Ground-source heat pumps offer a different kind of heating. Unlike conventional forced-air furnaces, geothermal units offer a steady heat. "There is no "blast" of hot air- it provides a constant heat," said Mr. Proudfoot, a satisfied customer and three-year home-owner in the community "But what we really like is that it's a clean heat - there's no residue or dust around the house like there was with a forced-air heating system in our home in the city."

Geothermal unit Geothermal units are also extremely efficient in cooling homes. "I'll put it up against any external air conditioner - they are very efficient," said Bill Barnes, a 10-year resident of Shadow Ridge Estates. "We can cool the main floor of our house down in just one hour. We couldn't do that with our old system."

"I really like the fact that there's no big noisy implement outside my house to provide air conditioning. This is part of the furnace," said Mr. Gallant another homeowner. "The fact that the air conditioning came with our house was a definite bonus," said Mr.
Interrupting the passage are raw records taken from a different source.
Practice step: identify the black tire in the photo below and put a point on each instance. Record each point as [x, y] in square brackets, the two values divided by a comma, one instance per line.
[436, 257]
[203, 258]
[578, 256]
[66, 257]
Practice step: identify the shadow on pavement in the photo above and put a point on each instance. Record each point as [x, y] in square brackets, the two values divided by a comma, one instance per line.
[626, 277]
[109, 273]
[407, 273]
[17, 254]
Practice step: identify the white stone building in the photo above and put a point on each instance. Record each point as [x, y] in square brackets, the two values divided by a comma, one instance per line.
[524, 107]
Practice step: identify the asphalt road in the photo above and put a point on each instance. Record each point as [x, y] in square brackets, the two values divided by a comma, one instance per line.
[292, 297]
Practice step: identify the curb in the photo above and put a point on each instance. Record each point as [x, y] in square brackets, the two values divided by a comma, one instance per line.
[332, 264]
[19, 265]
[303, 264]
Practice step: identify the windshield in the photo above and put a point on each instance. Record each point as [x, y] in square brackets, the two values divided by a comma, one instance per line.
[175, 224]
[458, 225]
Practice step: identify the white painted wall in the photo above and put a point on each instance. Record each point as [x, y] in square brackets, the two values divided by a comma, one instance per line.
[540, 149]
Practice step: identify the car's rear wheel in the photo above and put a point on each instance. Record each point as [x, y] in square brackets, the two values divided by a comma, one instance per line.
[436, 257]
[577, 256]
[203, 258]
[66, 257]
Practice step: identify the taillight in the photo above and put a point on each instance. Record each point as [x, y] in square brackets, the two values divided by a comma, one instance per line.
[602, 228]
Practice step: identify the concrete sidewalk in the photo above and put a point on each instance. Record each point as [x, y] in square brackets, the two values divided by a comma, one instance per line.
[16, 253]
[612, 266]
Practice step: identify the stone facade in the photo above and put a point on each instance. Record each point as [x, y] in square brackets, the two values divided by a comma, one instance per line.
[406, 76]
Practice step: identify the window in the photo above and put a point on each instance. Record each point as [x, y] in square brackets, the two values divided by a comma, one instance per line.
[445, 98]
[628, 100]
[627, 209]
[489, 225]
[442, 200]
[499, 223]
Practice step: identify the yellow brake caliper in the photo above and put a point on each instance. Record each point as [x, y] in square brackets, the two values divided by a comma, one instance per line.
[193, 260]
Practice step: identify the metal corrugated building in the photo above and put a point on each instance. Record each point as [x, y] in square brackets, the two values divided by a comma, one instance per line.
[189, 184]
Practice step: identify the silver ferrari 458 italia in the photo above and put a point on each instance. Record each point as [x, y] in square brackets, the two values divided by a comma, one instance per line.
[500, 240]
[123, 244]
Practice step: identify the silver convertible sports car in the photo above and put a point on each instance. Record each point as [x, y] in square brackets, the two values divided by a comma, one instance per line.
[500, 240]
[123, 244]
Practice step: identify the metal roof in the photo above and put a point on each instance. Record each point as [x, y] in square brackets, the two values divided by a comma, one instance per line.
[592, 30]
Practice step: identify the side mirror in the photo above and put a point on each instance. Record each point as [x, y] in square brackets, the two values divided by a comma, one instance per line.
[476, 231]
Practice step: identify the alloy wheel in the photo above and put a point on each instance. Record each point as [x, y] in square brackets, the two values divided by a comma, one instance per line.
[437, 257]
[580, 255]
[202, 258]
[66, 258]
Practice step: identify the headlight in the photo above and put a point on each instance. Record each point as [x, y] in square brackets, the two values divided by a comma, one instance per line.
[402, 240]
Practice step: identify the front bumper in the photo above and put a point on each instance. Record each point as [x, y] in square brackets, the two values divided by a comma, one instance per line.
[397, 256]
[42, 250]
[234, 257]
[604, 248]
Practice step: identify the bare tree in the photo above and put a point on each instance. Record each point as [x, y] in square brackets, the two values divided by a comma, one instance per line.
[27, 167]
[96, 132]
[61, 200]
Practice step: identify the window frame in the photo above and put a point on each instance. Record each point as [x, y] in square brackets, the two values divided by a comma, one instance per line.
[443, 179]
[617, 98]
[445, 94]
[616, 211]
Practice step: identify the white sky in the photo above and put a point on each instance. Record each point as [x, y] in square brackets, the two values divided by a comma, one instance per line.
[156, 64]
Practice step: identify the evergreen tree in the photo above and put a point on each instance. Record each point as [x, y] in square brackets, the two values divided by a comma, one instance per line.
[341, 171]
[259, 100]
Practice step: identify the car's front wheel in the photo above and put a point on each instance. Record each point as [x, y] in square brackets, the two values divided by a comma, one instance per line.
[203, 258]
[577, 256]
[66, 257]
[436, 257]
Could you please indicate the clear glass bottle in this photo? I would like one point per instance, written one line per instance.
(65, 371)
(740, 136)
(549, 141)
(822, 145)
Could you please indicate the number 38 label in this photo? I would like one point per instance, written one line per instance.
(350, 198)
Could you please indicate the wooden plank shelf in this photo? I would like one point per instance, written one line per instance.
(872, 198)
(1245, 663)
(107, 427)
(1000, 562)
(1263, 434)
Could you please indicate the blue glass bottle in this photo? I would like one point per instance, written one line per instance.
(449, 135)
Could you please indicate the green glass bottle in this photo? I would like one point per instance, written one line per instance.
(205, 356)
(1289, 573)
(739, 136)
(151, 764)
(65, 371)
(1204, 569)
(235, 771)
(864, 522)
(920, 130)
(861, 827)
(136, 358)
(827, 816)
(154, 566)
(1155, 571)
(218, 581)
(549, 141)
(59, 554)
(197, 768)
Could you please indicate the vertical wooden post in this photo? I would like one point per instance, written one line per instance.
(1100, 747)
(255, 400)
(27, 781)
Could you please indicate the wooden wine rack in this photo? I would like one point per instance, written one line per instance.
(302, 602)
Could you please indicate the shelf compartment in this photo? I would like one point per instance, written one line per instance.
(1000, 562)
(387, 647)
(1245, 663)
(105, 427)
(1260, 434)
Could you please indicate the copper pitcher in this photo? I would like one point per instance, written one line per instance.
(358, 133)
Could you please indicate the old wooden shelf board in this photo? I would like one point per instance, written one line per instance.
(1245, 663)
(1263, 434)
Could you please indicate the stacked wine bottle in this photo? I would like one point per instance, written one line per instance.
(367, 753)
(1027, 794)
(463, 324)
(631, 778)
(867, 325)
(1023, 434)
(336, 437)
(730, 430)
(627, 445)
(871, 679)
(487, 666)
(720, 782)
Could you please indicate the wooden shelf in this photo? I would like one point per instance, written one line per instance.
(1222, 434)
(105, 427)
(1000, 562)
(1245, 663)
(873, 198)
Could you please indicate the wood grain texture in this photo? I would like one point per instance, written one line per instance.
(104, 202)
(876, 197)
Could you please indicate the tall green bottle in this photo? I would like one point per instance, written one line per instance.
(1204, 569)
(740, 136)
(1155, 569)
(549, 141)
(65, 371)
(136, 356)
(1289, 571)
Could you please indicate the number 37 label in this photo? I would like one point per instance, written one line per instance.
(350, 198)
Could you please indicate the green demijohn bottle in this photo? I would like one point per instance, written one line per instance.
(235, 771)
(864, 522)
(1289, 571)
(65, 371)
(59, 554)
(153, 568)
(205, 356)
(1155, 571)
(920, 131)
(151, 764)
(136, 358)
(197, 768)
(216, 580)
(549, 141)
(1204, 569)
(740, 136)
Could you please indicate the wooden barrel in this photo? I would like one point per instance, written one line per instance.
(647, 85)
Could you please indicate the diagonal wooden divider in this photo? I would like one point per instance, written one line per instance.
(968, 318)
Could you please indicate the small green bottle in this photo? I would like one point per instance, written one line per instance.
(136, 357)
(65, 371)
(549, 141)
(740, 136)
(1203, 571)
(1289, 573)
Proudfoot.

Other uses
At Shadow Ridge Estates, ground-source heat pumps in some homes also provide:

° radiant floor heating
° heating tubes in laneways to melt snow in the winter
° hot water for outside hot tubs and
° energy to heat hot water.

Cost Savings for Homeowners
There are significant cost savings in the monthly hydro bills of people with ground-source heat pumps. A 2, 000 sq. ft. (185. 8 m 2) home built above R-2000 standards at Shadow Ridge Estates had an air conditioning cost of less than $50 for the whole cooling season and a heating cost of less than $300 for the entire winter!

Yearly maintenance of ground-source heat pumps is simple and straightforward. "They come in and do an acid wash to clean the pipes and make sure there's no buildup of mineral sediments," commented one homeowner, Barry Proudfoot. Maintaining the system has also been positive for Bill Barnes. "We only had to replace our well pump once after 10 years of operation," he commented.

Technical Data
The soil at Shadow Ridge Estates is a sand and gravel mix that is ideal for a ground-source heat pump system. Homes in the first five phases of the development have an open-loop design for their ground-source heat pumps. Each unit is connected to its own well and washes water through to a 25 ft. (7. 6 m) deep hole on each property. There is about 40 ft. (12. 2 m) of 1 1/ 4 inch (3. 2 cm) piping from the home to the well for the open loop system.

The sixth phase will offer a closed-loop system that runs off a communal water and septic/ peat bed system. This change was inspired by recent changes to environmental regulations requiring a home to have 1 hectare of land for a septic tank. Mr. Cardill's solution means that he can have smaller lots and still offer customers an environmentally friendly and efficient heating and cooling system.

Donwel Construction uses 200 ft. (61 m) of piping per ton of furnace. In the closed loop system the pipes are buried at 25 ft. (7. 6 m) or at the water table, whichever is lower. Homes in Shadow Ridge Estates have both forced-air and hydronic heating systems. All homes have forced-air units, and the heat pumps in homes with radiant floor heating have hydronic capability. All units are rated as high-efficiency heat pumps.

The size of the heat pump is measured by tonnage* according to the size of the home. For example, a 5 ton unit in a 3, 600 sq. ft. (334. 5 m 2 ) home provides 62, 600 Btus of heating and 54, 700 Btus of cooling. A 2 ton unit in a 1, 500 sq. ft. (139. 4 m 2 ) home provides 22, 000 Btus of heating and 24, 000 Btus of cooling.